In, Martin Res. Mgmt. Corp. v. AXIS Ins. Co., 14-40512, 2015 WL 6166661, at *1 (5th Cir. Oct. 21, 2015),  Martin Resource Management Corporation (“MRMC”) purchased excess insurance from AXIS Insurance Company (“AXIS”).  The AXIS coverage began only after the underlying primary policy was “exhausted by actual payment under [the primary policy].”  After suffering losses in a state lawsuit, MRMC sued to recover under its primary and excess insurance policies.  MRMC eventually settled with its primary insurer for less than the liability limit in the primary policy. AXIS moved for summary judgment, arguing that settlement for less than the underlying policy limit does not trigger coverage under the terms of the AXIS policy. Summary judgment was granted in favor of AXIS, and MRMC appealed.  The Court of Appeals was asked to answer the sole question whether the primary policy was exhausted, triggering the excess coverage afforded by AXIS.

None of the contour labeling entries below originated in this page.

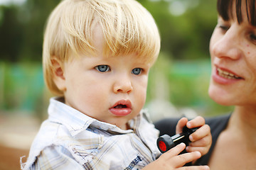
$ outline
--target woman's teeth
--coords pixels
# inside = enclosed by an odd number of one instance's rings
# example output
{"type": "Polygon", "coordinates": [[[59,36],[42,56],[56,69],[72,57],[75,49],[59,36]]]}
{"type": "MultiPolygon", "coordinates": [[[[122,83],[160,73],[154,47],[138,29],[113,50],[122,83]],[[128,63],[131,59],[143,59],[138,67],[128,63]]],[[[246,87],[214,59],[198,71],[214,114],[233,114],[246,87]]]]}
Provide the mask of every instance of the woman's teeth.
{"type": "Polygon", "coordinates": [[[217,69],[218,71],[218,74],[220,76],[223,76],[224,78],[226,79],[241,79],[241,77],[239,77],[232,73],[221,70],[220,69],[218,68],[217,69]]]}

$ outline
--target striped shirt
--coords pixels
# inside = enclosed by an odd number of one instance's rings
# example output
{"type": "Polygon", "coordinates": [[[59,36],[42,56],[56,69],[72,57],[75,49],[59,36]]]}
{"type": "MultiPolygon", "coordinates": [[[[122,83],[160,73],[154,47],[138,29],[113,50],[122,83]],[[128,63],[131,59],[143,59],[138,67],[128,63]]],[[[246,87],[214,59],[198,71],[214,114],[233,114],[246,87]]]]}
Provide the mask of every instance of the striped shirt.
{"type": "Polygon", "coordinates": [[[50,100],[48,118],[37,134],[22,169],[140,169],[160,154],[159,131],[142,110],[130,130],[97,120],[50,100]]]}

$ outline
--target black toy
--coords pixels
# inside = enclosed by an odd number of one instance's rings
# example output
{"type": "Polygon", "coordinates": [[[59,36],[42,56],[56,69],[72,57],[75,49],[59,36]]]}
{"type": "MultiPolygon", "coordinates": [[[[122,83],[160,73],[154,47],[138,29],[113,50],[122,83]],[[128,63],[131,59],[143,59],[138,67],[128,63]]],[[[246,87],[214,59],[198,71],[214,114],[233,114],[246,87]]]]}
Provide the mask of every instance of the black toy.
{"type": "Polygon", "coordinates": [[[176,145],[183,142],[188,145],[189,135],[194,132],[198,128],[188,129],[186,126],[183,128],[182,132],[170,137],[168,135],[164,135],[157,139],[157,147],[161,153],[164,153],[176,145]]]}

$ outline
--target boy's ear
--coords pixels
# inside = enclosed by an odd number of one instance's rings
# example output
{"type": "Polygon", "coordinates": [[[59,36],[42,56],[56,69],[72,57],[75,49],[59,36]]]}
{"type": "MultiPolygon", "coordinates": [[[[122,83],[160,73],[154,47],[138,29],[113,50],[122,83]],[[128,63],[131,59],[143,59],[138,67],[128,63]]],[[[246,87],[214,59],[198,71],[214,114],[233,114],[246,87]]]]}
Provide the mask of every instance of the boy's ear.
{"type": "Polygon", "coordinates": [[[53,64],[53,81],[59,90],[65,91],[66,86],[63,64],[55,57],[50,61],[53,64]]]}

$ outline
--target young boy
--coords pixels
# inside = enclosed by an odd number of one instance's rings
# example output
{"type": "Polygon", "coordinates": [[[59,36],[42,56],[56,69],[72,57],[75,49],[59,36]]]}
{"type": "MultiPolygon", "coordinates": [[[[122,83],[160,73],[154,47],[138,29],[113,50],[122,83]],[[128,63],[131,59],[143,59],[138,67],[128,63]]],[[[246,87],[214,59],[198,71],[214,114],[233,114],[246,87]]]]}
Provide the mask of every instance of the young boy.
{"type": "Polygon", "coordinates": [[[181,144],[156,159],[159,132],[142,109],[159,48],[156,23],[136,1],[63,1],[48,21],[43,54],[46,84],[58,97],[23,169],[176,169],[198,159],[198,152],[177,156],[181,144]]]}

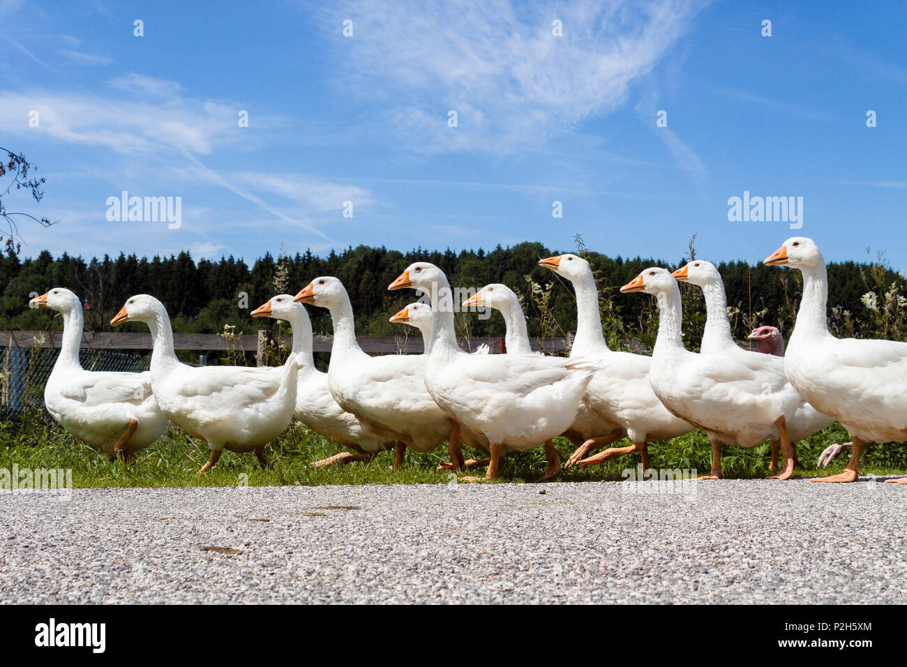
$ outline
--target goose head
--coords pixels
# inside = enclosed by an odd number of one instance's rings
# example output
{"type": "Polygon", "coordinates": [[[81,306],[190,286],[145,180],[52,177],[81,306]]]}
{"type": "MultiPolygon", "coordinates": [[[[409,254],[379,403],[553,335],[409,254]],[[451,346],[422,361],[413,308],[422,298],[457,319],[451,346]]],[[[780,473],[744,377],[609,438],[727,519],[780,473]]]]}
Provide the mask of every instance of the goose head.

After reviewing the language in the AXIS policy, the Fifth Circuit held the AXIS policy unambiguously precluded exhaustion by below-limit settlement.  The Court noted the phrase “exhaustion by actual payment under [the primary policy]” made clear that the primary insurer must make payments to MRMC pursuant to its contract.  The Court also rejected MRMC’s argument that its below-limit settlement constitutes “actual payment,” and that MRMC's “gap” payments, the difference between the settlement amount and MRMC’s liability, could also constitute “actual payments under [the primary contract]” when the policy required exhaustion by actual payment.

The Court noted that the threshold question was whether the primary insurer failed to make payments under its policy.  MRMC bargained for a below-limit settlement with its primary insurer and in exchange released it from further obligations under primary policy. Because MRMC agreed to absolve the primary carrier, it is foreclosed from arguing that the primary carrier failed in its obligations to make full payments under its policy.